La scrittura dell'autrice mi è piaciuta molto, è abbastanza fluida e lineare. Devo fare, però, i miei complimenti per la sensibilità e la delicatezza di aver trattato questi temi in una maniera impressionante.
Questa è una storia molto profonda, ''dura'' ed emozionante. Ti coinvolge e ti trascina nel libro fino a sentirti parte integrante della storia e a sentire le emozioni, i sentimenti, le paure, il dolore, dei due protagonisti, grazie anche al doppio punto di vista che ti fa entrare più in empatia con loro.
I personaggi sono caratterizzati molto bene, anche quelli secondari e questa è una cosa che apprezzo sempre.
L'ho visto come un libro delicato da una parte ma forte dall'altra.
Delicato perchè crea speranza, insegna ad andare avanti e insegna a far in modo che le cose del passato non influenzino il presente, che è un po' ciò che succede a tutti ogni tanto.
Forte perchè tratta dei temi abbastanza importanti, ma delicati al tempo stesso e da maneggiare con cura, come la sofferenza, il dolore, la morte e le violenze sessuali.
Riesce a lasciarti con abbastanza punti di riflessione che, per me, è sempre importante, quindi non posso non consigliarvelo.

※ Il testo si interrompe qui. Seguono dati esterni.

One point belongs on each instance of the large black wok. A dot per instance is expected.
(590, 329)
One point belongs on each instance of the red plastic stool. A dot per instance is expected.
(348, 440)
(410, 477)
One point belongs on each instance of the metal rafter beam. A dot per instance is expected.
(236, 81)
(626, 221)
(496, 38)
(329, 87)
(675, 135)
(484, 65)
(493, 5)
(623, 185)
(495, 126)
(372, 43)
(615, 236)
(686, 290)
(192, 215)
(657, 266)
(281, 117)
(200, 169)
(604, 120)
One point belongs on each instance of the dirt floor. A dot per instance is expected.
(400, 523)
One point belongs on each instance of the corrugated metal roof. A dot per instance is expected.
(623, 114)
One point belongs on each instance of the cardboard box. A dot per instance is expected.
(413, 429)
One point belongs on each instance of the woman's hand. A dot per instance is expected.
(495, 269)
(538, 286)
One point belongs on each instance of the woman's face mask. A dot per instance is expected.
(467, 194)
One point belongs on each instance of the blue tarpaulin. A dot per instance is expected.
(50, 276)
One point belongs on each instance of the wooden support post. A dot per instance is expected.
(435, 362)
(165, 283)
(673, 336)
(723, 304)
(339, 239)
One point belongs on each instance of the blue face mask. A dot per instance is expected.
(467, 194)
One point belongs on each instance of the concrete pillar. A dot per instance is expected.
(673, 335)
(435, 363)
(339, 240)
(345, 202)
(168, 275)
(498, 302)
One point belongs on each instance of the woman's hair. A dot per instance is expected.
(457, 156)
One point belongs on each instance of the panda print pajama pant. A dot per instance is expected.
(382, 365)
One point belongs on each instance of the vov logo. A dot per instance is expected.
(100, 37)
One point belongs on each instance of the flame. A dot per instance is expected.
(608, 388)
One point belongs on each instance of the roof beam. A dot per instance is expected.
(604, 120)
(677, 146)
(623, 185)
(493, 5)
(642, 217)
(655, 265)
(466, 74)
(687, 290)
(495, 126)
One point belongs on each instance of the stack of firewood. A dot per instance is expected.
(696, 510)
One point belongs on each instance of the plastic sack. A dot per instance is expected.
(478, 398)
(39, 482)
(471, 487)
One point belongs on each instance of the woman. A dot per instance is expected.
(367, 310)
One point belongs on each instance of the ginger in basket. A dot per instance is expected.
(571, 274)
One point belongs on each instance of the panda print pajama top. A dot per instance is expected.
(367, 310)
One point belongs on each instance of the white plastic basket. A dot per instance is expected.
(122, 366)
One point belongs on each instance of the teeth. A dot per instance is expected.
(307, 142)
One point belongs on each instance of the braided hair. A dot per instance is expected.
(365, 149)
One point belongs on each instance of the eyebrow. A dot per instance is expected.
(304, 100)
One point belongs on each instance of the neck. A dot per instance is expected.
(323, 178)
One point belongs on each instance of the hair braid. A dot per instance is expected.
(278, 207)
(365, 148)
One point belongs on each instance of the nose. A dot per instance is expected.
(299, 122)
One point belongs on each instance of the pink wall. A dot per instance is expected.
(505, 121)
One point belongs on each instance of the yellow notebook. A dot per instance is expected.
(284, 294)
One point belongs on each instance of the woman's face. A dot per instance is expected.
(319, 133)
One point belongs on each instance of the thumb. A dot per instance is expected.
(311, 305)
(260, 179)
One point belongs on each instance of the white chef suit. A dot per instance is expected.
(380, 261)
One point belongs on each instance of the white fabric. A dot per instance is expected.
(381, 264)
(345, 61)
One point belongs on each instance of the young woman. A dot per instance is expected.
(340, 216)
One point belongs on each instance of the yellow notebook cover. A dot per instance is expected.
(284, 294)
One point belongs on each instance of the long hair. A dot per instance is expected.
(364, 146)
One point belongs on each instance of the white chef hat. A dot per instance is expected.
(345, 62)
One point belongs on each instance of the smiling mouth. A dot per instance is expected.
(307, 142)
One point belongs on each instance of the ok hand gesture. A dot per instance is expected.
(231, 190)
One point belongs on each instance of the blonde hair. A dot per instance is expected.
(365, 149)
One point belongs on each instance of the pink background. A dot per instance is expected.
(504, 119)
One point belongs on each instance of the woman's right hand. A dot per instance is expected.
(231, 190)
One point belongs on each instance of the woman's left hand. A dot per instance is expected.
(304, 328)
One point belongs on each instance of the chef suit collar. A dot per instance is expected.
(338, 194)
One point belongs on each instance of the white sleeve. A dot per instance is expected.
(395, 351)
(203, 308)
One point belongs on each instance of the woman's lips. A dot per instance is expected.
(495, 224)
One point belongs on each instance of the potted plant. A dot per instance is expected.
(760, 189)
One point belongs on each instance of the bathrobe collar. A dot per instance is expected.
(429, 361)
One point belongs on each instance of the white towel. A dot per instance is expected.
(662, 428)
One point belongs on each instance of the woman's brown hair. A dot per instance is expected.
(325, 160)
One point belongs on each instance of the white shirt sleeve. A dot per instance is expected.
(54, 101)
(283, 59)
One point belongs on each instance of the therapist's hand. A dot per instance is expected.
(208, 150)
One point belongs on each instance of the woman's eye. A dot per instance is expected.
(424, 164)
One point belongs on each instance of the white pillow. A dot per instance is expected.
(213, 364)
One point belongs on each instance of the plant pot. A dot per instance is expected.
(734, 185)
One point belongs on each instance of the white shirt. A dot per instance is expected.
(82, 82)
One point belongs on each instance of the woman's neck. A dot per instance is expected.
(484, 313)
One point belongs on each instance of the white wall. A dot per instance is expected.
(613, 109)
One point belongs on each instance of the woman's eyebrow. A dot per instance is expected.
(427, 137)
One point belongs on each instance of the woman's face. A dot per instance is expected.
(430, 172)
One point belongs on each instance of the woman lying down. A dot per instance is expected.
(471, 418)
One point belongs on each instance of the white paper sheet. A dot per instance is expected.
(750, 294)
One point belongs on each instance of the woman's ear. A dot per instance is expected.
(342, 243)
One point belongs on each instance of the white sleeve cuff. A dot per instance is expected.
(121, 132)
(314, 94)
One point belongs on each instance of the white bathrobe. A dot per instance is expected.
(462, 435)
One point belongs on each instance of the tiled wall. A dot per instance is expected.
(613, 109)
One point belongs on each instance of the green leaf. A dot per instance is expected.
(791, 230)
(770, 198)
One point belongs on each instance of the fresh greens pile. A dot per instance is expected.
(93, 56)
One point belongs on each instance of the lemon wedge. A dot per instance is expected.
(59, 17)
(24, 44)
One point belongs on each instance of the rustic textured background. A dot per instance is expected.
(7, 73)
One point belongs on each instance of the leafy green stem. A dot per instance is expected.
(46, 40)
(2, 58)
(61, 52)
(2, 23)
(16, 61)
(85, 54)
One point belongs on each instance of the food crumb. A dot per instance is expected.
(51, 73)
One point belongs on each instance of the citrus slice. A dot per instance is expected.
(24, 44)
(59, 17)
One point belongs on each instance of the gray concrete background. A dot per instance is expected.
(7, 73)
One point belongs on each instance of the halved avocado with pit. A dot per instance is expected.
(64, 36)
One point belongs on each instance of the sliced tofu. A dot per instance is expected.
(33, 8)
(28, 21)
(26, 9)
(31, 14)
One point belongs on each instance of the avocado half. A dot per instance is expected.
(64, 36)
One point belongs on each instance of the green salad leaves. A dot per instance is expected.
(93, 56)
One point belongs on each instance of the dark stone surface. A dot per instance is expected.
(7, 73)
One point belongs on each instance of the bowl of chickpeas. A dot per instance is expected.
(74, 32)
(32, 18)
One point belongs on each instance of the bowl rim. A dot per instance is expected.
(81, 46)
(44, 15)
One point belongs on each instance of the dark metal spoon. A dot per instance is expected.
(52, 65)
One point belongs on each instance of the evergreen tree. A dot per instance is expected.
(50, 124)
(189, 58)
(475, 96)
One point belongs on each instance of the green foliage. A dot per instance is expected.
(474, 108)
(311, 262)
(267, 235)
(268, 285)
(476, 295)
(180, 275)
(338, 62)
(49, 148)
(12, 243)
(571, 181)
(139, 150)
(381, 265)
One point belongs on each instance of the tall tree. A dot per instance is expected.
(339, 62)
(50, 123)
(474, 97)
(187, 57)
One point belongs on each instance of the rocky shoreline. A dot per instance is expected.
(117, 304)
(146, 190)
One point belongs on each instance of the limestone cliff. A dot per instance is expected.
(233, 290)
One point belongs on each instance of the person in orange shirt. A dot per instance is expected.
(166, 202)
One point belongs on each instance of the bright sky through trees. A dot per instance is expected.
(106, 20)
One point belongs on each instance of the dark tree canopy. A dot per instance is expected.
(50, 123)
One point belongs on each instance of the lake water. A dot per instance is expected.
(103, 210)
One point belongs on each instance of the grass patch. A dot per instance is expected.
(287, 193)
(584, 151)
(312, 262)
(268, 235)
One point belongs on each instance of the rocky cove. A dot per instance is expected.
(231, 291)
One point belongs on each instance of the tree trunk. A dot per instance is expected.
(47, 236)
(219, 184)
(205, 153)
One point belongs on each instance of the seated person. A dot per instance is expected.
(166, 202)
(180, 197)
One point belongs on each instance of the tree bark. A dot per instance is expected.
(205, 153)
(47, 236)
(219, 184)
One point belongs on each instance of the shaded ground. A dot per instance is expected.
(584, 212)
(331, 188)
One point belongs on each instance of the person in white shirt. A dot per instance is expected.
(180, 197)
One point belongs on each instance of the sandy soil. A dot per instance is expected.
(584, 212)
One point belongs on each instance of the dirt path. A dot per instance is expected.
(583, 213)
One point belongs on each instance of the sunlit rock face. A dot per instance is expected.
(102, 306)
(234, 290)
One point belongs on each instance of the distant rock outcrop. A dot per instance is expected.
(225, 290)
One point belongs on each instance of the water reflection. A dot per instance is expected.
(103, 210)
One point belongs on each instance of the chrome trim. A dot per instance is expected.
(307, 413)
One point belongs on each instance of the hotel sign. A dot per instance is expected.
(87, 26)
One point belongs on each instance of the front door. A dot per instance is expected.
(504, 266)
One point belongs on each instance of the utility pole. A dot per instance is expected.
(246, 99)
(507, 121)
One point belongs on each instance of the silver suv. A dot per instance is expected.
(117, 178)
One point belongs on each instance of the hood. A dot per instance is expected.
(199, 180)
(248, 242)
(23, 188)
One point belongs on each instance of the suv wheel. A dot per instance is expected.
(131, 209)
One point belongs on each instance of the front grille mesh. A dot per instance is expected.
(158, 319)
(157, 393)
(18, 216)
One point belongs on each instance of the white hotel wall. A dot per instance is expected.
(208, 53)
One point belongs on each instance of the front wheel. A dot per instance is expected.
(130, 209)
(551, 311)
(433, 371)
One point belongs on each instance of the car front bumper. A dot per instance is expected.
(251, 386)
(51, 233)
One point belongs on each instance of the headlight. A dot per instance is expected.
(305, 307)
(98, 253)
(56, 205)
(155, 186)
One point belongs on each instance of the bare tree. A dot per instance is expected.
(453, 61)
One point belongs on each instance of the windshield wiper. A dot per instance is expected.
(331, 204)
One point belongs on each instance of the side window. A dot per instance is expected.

Ho scoperto l'autrice grazie alla collezionista...libro altrettanto bello,ma questo,questo è mille volte meglio. È un libro che secondo me deve essere letto almeno una volta nella vita. Tratta tematiche forti,ma non lle ho trovate assolutamente pesanti,si riesce ad empatizzare/immedesimarsi con i personaggi. Abby e Henry sono un groviglio di emozioni che con l'aiuto reciproco riescono a snodare i loro nodi. Vale,ha una grande capacità descrittiva,sono riuscita a sentire il grigiore e il freddo delle pareti dell'orfanotrofio,la tristezza dei ragazzi che vorrebbero solamente un vita normale,che possano sentirsi accettati. È un libro che emoziona ma distrugge,fa pensare,ti spezza il cuore e ti rimane incollato all'anima anche per giorni successivi(io ce lho incollato ancora nonostante lho letto più di un anno fa). Mi capita di leggere libri che dimentico facilmente,questo no però. È un libro dolce ma crudo. L'amore va oltre i demoni che ci perseguitano nei sogni,nella nostra mente,da un senso alle nostre vite. Frasi che ho sottolineato e ricordo tutt'ora. Consiglio questo libro con tutto il cuore❤️.
Henry e Abigail sono due ragazzi diciassettenni con un passato diverso tra loro ma triste allo stesso modo. Si sono ritrovati nello stesso istituto comunitario e piano piano si sono avvicinati, anche se con un po' di astio. Ma il passato di Abby tornerà come un uragano nella sua vita. Riusciranno a fidarsi una dell'altro e vivere insieme la loro vita finalmente in felicità?
Romanzo toccante, a volte triste. Ti lascia con il fiato sospeso fino all'ultima pagina. Descrive in modo profondo quello che i protagonisti provano, così come tutto quello che li circonda. Assolutamente da leggere , non riuscirete a staccarvi facilmente dalle pagine. Complimenti alla scrittrice, è il primo suo romanzo che leggo ma so già che ne leggerò altri.
"Come una notte senza stelle" è un romanzo che colpisce per la sua intensità emotiva e la delicatezza con cui affronta temi profondi. Valentina Bellucci riesce a dare voce a sentimenti spesso taciuti, con una scrittura scorrevole ma capace di toccare il cuore. I personaggi sono autentici, fragili e umani, e accompagnarli nel loro percorso lascia una traccia emotiva profonda. Una lettura che sa commuovere e far riflettere, come solo le storie vere dell’anima sanno fare.
Libro molto emozionante che tratta temi complicati e strazianti come la perdita della famiglia, autolesionismo e abbandono. L'autrice riesce a raccontare perfettamente lo stato d'animo dei protagonisti, facendo empatizzare subito, soprattutto con Abby! Un romanzo doloroso, ma da leggere perché anche dopo il temporale più violento, alla fine spunta il sole.